How it began
I first met with Dr. Simon Chase and Dr. Lee Kenny from Chase Research Cryogenics in February 2020 — not long before the first lockdown. It was a Monday afternoon, and as I drove down to their facilities, in an industrial park in Sheffield, I was struck by the idea that in this building are people selling products to NASA Jet Propulsion Lab.
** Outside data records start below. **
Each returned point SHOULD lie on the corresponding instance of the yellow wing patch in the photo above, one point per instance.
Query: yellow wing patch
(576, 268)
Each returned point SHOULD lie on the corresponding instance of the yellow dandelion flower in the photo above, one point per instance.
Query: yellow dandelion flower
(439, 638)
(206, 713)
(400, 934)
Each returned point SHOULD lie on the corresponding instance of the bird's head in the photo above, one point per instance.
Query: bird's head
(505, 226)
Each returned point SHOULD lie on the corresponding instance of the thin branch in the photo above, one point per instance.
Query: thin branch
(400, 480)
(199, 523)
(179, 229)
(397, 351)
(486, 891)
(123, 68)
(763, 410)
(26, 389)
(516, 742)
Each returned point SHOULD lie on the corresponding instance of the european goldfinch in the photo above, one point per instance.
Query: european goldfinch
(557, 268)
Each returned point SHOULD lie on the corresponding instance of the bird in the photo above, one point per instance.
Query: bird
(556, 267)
I didn’t know all that they did at that point — and to some degree I still can’t get to grips with it. I’ve worked with a few companies in the cryogenics industry, but this was an entirely different realm. I was about to learn that what I thought was cold, isn’t really that cold at all — this is when I was made aware of the sub-Kelvin temperature range. Both Simon and Lee are incredibly well-regarded within the industry and scientific community; for 27 years, the company’s reputation and sales had come primarily through word-of-mouth — and it had done them well. They have designed and manufactured sub-Kelvin cryocoolers and heat switches for the likes of NASA, the National Institute of Standards and Technology, Fermilab, Princeton University, Royal Observatory Edinburgh — and countless more research institutes and universities around the world.
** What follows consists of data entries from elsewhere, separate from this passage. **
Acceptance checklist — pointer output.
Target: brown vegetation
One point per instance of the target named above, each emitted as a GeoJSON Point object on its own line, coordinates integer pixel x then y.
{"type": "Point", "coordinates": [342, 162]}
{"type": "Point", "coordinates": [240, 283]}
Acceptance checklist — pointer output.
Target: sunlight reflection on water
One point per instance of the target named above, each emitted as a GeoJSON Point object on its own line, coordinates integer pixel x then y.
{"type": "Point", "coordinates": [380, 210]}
That first meeting really blew my mind. Simon was referencing all these massive concepts around quantum mechanics, the Universe, Helium-3 atoms. When he told me they had a pet tardigrade in the lab, I unwittingly asked him what breed of dog it was. I was so impressed and equally, couldn’t wrap my head around the idea that they were doing this level of work in Neepsend, Sheffield with customers like NASA.